In Nigeria, George worked for 20 years at the health ministry as administrator, head nurse and midwife. She opened maternity clinics as hospitals were overcrowded. To the expectant mothers, George was known as “mother.”

Born Stella Agnes Leopoldina Charles on July 5, 1908, George grew up in what was known as British Guyana. She is the only survivor of nine siblings and step-siblings.

As a 14-year-old Girl Guide visiting a nursing home, George said her interest in volunteer work and caring for sick people was born.

Years later, she met her husband, Joseph, after moving to England to study nursing. They married and relocated to Nigeria where their son was born.

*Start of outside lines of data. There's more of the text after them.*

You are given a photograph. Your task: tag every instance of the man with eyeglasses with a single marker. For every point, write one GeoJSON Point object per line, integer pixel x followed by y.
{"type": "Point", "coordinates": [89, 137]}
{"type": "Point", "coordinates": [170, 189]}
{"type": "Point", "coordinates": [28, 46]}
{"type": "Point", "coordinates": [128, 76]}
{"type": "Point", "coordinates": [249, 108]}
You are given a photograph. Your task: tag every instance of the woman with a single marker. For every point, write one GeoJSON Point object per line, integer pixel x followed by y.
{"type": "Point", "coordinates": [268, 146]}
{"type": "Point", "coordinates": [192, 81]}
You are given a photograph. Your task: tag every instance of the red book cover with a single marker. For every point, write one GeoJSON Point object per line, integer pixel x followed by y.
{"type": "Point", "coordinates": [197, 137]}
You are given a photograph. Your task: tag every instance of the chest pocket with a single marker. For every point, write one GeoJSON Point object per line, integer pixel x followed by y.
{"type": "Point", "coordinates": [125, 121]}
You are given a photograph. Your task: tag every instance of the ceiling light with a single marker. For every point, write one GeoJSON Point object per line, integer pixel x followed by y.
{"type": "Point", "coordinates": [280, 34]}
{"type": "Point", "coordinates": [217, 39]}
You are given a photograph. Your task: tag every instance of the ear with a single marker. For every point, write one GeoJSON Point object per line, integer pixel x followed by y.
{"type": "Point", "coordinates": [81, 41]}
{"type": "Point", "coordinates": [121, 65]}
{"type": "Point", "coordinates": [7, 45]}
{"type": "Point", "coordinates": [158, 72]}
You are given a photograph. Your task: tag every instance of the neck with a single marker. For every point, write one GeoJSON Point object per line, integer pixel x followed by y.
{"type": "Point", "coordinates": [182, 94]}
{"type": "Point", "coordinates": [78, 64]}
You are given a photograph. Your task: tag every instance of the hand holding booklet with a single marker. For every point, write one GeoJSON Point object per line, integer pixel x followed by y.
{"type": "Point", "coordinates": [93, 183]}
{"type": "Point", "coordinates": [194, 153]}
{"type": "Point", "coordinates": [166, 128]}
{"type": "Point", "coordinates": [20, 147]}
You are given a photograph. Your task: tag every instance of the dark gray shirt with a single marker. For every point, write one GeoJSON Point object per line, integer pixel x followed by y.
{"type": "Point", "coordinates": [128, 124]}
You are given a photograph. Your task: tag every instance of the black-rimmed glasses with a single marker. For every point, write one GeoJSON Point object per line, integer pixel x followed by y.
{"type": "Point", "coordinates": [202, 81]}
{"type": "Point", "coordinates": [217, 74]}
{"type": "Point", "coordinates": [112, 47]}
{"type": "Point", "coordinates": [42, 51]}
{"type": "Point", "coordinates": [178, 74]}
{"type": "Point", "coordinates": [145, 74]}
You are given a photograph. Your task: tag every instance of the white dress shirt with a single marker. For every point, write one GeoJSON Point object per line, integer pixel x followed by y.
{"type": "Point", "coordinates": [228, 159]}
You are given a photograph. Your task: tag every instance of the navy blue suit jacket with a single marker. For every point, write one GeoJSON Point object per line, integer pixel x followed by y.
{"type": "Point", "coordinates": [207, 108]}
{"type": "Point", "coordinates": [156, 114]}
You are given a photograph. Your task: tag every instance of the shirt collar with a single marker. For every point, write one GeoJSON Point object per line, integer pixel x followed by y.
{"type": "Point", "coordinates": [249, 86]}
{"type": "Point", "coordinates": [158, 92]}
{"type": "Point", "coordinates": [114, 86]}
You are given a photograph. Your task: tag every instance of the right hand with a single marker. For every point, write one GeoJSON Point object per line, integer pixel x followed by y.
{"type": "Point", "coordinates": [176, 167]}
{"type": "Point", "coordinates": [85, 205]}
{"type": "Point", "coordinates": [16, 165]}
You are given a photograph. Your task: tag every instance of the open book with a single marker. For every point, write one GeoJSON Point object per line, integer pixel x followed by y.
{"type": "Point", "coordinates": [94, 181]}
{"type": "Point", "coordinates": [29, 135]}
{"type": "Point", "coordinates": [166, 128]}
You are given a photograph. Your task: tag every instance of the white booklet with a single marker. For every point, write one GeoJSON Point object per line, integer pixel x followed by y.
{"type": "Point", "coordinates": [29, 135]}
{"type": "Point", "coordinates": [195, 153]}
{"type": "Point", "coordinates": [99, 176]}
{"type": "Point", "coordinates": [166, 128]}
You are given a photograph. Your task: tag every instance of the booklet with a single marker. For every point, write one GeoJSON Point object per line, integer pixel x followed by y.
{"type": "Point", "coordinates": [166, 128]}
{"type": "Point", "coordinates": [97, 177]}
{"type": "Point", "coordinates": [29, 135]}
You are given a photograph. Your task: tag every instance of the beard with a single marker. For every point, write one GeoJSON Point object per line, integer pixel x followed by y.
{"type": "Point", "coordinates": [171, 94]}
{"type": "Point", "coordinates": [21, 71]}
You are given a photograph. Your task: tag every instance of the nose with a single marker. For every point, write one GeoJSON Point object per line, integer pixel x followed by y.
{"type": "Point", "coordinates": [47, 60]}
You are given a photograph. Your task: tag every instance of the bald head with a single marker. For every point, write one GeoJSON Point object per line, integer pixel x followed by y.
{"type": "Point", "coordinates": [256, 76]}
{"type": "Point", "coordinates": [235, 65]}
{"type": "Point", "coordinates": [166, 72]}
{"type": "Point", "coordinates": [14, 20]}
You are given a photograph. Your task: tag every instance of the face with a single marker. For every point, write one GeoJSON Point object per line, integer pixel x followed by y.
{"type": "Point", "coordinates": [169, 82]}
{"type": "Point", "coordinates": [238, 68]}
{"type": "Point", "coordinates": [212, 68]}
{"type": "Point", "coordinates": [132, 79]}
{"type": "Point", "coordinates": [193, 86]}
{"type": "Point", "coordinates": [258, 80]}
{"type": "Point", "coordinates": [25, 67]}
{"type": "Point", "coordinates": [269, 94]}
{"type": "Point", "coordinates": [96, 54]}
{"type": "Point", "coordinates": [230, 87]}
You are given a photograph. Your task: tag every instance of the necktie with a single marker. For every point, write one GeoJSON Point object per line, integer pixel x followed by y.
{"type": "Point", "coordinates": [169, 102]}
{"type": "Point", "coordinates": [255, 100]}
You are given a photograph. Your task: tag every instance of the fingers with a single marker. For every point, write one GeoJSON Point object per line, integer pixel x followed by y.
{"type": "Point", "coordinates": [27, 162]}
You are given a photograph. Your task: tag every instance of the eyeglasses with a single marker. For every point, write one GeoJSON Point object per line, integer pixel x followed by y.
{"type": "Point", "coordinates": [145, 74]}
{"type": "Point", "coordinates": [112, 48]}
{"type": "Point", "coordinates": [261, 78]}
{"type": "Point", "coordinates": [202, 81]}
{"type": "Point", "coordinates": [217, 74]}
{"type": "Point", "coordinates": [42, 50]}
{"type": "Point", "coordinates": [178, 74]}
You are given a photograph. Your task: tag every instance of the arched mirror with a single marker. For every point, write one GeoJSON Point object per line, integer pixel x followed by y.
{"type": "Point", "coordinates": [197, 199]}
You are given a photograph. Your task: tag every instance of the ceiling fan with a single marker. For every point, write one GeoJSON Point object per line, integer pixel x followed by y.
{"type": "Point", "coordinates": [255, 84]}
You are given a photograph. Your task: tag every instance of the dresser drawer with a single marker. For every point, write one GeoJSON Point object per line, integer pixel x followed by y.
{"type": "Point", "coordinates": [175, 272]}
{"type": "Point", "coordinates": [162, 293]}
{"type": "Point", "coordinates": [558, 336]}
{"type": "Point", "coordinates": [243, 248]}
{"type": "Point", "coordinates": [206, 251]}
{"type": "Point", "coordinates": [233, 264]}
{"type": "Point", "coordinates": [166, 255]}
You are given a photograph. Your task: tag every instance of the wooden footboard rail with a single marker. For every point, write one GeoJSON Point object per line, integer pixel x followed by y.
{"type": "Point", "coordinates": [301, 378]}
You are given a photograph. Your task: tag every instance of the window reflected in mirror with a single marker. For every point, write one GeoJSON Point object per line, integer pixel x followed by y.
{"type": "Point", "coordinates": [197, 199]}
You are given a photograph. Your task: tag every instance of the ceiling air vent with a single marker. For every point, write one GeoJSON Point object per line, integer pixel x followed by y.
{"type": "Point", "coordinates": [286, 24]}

George attributes her strong faith to her parents, who took the family to Sunday Mass and to the nuns at the convent school. It’s a devotion she continued in Canada when she came to join relatives and retire here in 1985.

Now, George starts her day with prayer after rising at 5:30 a.m. She attends daily Mass and is a member of three prayer groups and two Bible study groups at different parishes. On Fridays, she brings communion to a sick person living in her building.

She does all of these things, she said, because she loves “spending time with the Lord.”

One of George’s “adopted” children, Monique Mitchell, said George divulged her life-long secret: “It’s very clear,” Mitchell said. “Leave your worries to God.”

An avid world traveller, George has had a lifetime of memories, including sailing on the famed Queen Mary during its 1936 maiden voyage to New York, travels through Lebanon, Syria and the Holy Land, camping out at Downsview Park during Toronto’s World Youth Day and attending the recent Eucharistic Congress in Quebec City.